Nadim was instantly star-struck. There began a courtship which was as romantic as it was tragic. She had no sophistication, and her language, mannerisms were very provincial. Her complexion was dark, she had a finely etched face but there were pock marks on her face. But more than anything else she was animated, engaging and had a way with words. None of her awkward social traits disturbed Nadim. It was almost as if her so called drawbacks were the very reason he was attracted to her. There was a chemistry at play between the two from the get go.

But she had no illusions about the stumbling blocks in their relationship. When he finally approached her for the possibility of matrimony, she said "Nadim, it is not going to work. You will not survive here and I will not survive in the city".

He said "In that case, we will go someplace else, where no one knows us". "You are speaking with your heart and not with your head; your parents are not going to take kindly to me. They will never see what you see in me. You will be fine whereas I will be left in the cold", trembling as she said all this, she was still holding on to him. He said "I promise I will work it out. If I have to stay in the village forever, this is where I will stay with you".

He proceeded to go with her to Amena's parents, and formally asked for her hand in marriage. Amena's father said, "Son, you are a good person, and we know you love our daughter, but you have no comprehension of what awaits you. Our daughter is the only educated person in our family, she is a nurse, and she is the one who will support us when we are old. She is precious to us. Now you want to take her away from us".

Nadim said "If I need to stay here, I will stay here; if we need to go somewhere else we will do so, but we will always be together. That promise I give you". Amena's parents relented finally and accepted Nadim's proposal.

Nadim called up his mother to say that he had fallen in love. "With whom?" asks his mother. "With a village girl" And the mother says "Oh, my God"! Shocked but not surprised by his mother's response, he says "This is the girl I will marry". The mother said "You have no idea what you are doing, your father will have a fit, and I will not be able to calm him down". "Ma, my mind is made up" As happy as the two were that they were going to get married to each other, there yet were an underlying sense of dread. They held themselves close together as if something was already tugging at them to break asunder.

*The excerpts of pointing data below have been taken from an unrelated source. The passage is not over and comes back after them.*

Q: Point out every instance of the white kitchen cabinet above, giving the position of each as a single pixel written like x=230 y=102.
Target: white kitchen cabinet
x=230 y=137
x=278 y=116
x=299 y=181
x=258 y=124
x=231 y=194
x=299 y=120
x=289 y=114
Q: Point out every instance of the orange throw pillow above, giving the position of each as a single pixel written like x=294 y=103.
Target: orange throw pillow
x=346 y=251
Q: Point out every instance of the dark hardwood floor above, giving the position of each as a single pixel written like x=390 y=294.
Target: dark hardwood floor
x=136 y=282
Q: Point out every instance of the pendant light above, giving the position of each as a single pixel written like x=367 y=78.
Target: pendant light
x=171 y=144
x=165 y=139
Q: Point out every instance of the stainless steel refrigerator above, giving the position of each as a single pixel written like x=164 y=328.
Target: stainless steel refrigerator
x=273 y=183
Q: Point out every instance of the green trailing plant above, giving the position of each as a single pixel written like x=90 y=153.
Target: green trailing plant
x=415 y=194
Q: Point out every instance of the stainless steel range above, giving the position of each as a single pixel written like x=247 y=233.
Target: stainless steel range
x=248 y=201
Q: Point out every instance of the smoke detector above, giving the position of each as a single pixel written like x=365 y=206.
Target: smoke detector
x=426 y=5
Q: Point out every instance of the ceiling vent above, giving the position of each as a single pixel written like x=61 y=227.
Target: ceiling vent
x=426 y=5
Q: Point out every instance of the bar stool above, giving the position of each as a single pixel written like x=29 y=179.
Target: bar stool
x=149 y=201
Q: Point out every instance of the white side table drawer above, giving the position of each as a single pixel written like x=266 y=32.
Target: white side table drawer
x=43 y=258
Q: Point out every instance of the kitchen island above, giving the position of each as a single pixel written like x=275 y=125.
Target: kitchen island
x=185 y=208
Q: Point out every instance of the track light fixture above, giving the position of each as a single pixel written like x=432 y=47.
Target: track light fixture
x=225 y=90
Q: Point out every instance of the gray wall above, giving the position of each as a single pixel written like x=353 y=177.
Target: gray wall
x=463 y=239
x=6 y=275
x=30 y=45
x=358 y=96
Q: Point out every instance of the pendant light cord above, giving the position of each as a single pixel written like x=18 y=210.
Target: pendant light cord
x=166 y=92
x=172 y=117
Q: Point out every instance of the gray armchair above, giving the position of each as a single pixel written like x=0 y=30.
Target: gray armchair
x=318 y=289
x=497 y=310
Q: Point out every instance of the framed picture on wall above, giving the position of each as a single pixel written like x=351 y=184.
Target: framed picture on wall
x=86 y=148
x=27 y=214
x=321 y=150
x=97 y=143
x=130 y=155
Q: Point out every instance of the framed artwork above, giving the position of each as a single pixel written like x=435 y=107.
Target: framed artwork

Within a few months, Nadim married Amenain a simple ceremony in the village, with only the girl's parents, the village elders and a few friends of his. Amena's parents became close to the young man from the city who displayed such genuine love for their daughter. They were never apart. Amena became his assistant in the office, in the delivery room, and in examining all female patients.

One year passed by, the couple gives birth to a baby girl, Iffrat. In the meanwhile, Nadim's mother pleaded with him to come home to the city. She said that the father had asked her to call and make the plea. Amena's father was now worried sick.

He told Nadim "Son, you are making a mistake, your father will not treat my daughter nicely and you will also suffer to see her suffer". Nadim replied "I have to try, I have to give my dad another chance, and I also need to learn more medicine in the city to become a better doctor. I give you my word - nothing bad will happen to Iffrat and Amena: after all, they are my daughter and wife". Dutifully, Nadim, with his wife Amena and daughter Iffrat in tow set out to go back to the city of his parents. As they left the village, Amena's parents had  a sense of impending doom, but there was nothing they could do to stop 'karma' playing itself out.

The boy's intention on his return to the city was to make peace with his father, especially now with the new baby at hand.